Il suffit d’un très petit degré d’espérance pour causer la naissance de l’amour.

L’espérance peut ensuite manquer au bout de deux ou trois jours, l’amour n’en est pas moins né.

Avec un caractère décidé, téméraire, impétueux et une imagination développée par les malheurs de la vie,

Le degré d’espérance peut être plus petit ;

Elle peut cesser plus tôt, sans tuer l’amour.

Si l’amant a eu des malheurs, s’il a le caractère tendre et pensif, s’il désespère des autres femmes, s’il a une admiration vive pour celle dont il s’agit, aucun plaisir ordinaire ne pourra le distraire de la seconde cristallisation. Il aimera mieux rêver à la chance la plus incertaine de lui plaire un jour que recevoir d’une femme vulgaire tout ce qu’elle peut accorder.

Il aurait besoin qu’à cette époque, et non plus tard, notez bien, la femme qu’il aime tuât l’espérance d’une manière atroce et le comblât de ces mépris publics qui ne permettent plus de revoir les gens.

La naissance de l’amour admet de beaucoup plus longs délais entre toutes ces époques.

Elle exige beaucoup plus d’espérance, et une espérance beaucoup plus soutenue, chez les gens froids, flegmatiques, prudents. Il en est de même des gens âgés.

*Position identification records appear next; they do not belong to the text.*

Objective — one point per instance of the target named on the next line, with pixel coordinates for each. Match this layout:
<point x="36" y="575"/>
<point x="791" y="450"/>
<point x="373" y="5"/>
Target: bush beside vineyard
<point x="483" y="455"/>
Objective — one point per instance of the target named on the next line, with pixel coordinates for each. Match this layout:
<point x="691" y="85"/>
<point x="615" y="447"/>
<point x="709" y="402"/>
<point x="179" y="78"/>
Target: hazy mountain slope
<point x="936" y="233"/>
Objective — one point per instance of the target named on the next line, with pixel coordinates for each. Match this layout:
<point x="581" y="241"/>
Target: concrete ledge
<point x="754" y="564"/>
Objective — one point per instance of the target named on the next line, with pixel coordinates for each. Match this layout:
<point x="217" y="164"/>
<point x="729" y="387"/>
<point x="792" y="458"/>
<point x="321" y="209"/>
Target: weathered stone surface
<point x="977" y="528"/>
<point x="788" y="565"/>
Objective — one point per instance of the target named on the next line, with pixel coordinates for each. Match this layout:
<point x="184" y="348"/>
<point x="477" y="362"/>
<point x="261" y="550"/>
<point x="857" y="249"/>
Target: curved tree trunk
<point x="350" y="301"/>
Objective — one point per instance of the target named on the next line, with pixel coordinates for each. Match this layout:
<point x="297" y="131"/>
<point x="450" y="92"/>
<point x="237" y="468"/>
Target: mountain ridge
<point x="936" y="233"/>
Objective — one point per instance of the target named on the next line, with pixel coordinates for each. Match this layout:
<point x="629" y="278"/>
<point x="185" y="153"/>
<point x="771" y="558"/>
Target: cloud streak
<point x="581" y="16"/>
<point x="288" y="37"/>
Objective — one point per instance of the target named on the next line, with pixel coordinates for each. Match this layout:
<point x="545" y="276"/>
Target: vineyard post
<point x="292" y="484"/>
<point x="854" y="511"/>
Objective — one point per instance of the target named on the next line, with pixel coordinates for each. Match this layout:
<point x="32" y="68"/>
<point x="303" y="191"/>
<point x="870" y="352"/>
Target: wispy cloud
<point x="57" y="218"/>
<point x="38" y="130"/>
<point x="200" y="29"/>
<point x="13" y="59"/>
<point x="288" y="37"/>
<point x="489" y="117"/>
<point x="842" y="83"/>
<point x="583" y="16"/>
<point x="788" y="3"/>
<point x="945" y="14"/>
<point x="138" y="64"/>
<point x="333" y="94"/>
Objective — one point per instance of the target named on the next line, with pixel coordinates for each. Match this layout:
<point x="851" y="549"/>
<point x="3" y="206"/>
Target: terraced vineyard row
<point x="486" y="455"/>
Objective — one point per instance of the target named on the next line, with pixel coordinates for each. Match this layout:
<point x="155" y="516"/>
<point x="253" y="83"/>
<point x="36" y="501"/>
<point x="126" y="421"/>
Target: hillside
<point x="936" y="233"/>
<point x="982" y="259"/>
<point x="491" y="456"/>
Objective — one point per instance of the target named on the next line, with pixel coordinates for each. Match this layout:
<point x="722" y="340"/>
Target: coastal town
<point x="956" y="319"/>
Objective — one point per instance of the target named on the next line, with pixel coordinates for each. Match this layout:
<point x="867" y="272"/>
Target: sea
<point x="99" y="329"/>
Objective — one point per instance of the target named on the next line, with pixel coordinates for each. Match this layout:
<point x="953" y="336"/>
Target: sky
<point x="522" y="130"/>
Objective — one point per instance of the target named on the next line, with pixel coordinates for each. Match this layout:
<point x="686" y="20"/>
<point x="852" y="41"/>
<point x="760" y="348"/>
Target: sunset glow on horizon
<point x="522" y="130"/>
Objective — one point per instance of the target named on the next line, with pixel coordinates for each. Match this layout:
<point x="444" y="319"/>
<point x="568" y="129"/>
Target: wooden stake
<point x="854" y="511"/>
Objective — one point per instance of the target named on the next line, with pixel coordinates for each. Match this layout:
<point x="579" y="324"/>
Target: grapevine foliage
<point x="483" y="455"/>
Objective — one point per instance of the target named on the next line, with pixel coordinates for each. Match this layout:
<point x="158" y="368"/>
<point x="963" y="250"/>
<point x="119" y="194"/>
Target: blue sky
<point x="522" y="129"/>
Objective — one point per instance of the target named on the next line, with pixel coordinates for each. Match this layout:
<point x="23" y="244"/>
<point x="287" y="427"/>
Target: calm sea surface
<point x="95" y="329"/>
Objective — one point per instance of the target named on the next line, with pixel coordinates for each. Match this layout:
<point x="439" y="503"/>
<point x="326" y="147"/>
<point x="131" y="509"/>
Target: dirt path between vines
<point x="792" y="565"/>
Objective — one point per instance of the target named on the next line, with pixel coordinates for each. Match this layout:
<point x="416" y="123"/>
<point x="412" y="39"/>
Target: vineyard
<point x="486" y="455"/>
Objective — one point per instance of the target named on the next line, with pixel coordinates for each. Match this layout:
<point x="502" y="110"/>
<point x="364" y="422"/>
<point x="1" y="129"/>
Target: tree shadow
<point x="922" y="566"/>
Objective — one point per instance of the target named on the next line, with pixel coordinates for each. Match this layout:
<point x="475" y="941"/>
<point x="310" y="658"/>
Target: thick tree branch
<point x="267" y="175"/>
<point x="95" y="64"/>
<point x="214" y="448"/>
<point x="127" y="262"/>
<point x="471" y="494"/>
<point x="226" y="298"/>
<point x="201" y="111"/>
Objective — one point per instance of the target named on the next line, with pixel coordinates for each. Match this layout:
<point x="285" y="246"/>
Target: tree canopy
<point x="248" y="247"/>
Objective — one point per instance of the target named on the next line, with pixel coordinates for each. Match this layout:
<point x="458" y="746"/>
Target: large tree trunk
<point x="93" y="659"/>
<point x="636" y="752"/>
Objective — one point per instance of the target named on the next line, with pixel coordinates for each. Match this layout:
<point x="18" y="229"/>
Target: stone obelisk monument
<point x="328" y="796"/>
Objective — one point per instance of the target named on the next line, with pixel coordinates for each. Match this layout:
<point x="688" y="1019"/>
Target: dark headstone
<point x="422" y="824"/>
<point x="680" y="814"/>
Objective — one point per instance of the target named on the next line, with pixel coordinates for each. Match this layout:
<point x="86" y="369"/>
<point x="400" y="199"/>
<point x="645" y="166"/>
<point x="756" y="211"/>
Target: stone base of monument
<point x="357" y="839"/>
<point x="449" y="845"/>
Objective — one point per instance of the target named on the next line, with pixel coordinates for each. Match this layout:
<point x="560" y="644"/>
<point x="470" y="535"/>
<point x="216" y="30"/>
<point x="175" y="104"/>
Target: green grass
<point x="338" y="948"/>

Ce qui assure la durée de l’amour, c’est la seconde cristallisation pendant laquelle on voit à chaque instant qu’il s’agit d’être aimé ou de mourir. Comment, après cette conviction de toutes les minutes, tournée en habitude par plusieurs mois d’amour, pouvoir seulement soutenir la pensée de cesser d’aimer ? Plus un caractère est fort, moins il est sujet à l’inconstance.

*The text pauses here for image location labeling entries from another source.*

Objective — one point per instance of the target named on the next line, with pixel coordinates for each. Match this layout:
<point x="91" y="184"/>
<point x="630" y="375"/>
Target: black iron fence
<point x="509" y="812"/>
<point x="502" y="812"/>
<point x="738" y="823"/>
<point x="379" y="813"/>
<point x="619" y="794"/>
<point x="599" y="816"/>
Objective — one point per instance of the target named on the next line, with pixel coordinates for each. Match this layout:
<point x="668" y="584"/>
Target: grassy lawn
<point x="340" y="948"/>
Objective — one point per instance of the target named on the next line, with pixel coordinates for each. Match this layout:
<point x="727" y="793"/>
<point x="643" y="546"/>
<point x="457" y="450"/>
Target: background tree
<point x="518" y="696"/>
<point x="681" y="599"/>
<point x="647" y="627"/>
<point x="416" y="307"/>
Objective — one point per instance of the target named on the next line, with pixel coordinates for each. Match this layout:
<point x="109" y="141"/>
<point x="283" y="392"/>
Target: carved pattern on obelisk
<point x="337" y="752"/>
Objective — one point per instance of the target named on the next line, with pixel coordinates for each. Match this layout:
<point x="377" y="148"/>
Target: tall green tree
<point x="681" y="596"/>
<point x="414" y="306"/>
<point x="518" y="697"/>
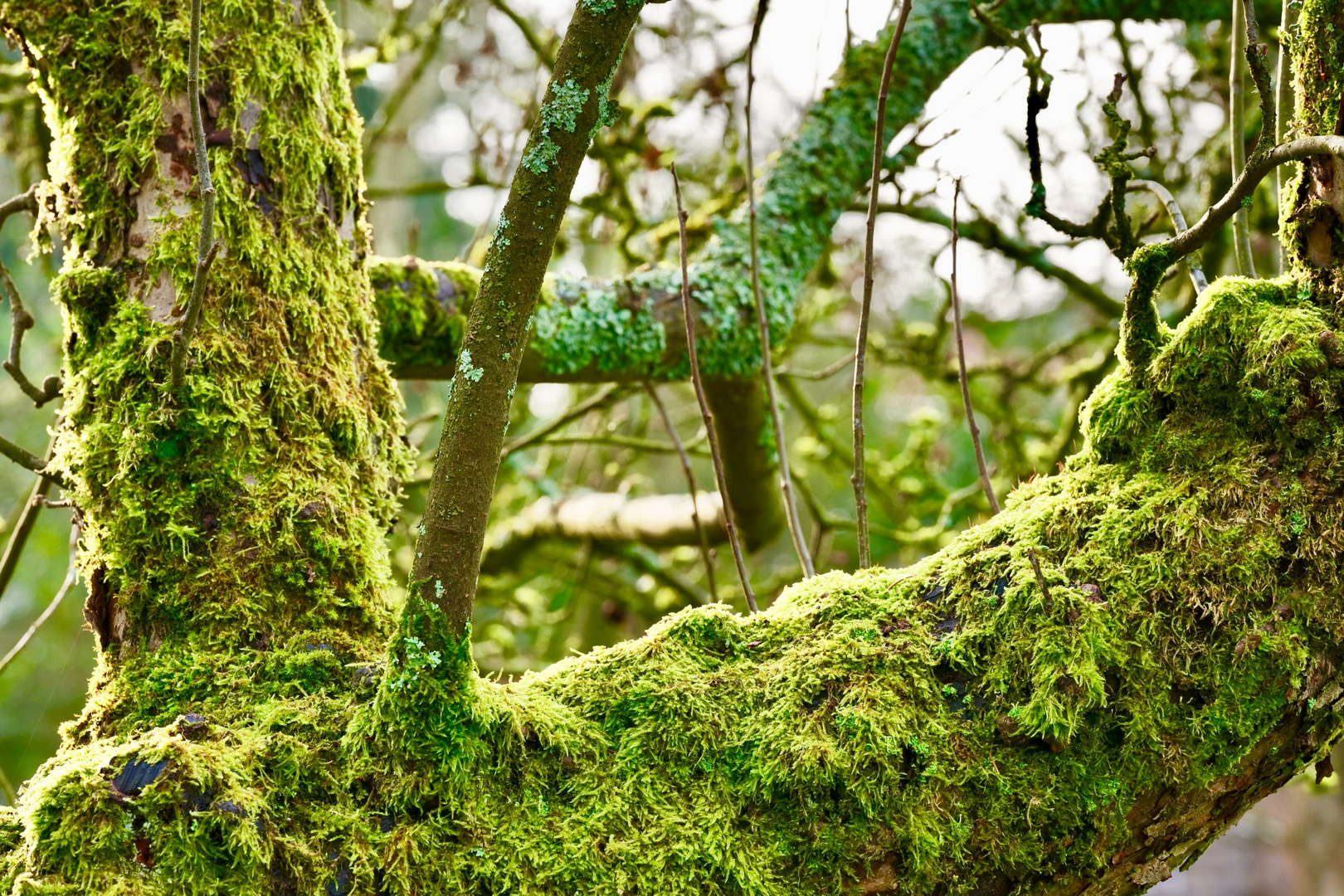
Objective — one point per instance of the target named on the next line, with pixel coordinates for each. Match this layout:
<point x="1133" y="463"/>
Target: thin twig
<point x="965" y="399"/>
<point x="206" y="246"/>
<point x="616" y="440"/>
<point x="602" y="397"/>
<point x="1040" y="579"/>
<point x="22" y="529"/>
<point x="1285" y="102"/>
<point x="22" y="457"/>
<point x="824" y="373"/>
<point x="860" y="494"/>
<point x="427" y="38"/>
<point x="791" y="504"/>
<point x="689" y="319"/>
<point x="1164" y="197"/>
<point x="542" y="51"/>
<point x="1237" y="134"/>
<point x="689" y="483"/>
<point x="7" y="789"/>
<point x="962" y="363"/>
<point x="71" y="577"/>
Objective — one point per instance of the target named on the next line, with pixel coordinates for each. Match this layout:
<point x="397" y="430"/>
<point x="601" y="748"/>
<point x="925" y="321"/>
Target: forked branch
<point x="21" y="321"/>
<point x="728" y="523"/>
<point x="971" y="411"/>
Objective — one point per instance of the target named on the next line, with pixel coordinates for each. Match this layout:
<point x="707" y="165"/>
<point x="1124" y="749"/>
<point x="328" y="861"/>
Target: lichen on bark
<point x="944" y="726"/>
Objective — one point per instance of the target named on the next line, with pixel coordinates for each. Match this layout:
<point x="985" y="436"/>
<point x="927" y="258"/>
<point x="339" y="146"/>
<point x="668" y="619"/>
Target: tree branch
<point x="466" y="461"/>
<point x="698" y="381"/>
<point x="206" y="246"/>
<point x="991" y="236"/>
<point x="1164" y="197"/>
<point x="689" y="486"/>
<point x="879" y="143"/>
<point x="782" y="444"/>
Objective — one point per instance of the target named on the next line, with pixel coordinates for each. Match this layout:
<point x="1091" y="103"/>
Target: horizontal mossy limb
<point x="945" y="726"/>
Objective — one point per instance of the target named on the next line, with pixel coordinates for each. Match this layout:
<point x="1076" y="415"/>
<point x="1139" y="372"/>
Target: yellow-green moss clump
<point x="949" y="727"/>
<point x="944" y="726"/>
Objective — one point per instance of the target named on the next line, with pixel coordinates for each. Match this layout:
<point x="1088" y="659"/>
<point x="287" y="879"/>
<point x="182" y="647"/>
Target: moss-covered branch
<point x="247" y="730"/>
<point x="656" y="522"/>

Cette seconde cristallisation manque presque tout à fait dans les amours inspirés par les femmes qui se rendent trop vite.

Dès que les cristallisations ont opéré, surtout la seconde, qui de beaucoup est la plus forte, les yeux indifférents ne reconnaissent plus la branche d’arbre ;

Car, 1o elle est ornée de perfections ou de diamants qu’ils ne voient pas ;

2o Elle est ornée des perfections qui n’en sont pas pour eux.

La perfection de certains charmes dont lui parle un ancien ami de sa belle, et une certaine nuance de vivacité aperçue dans ses yeux, sont un diamant de la cristallisation[1] de del Rosso. Ces idées aperçues dans une soirée le font rêver toute une nuit.

Une répartie imprévue qui me fait voir plus clairement une âme tendre, généreuse, ardente, ou, comme dit le vulgaire, romanesque[2], et mettant au-dessus du bonheur des rois le simple plaisir de se promener seule avec son amant à minuit, dans un bois écarté, me donne aussi à rêver toute une nuit[3].

Il dira que ma maîtresse est une prude ; je dirai que la sienne est une fille.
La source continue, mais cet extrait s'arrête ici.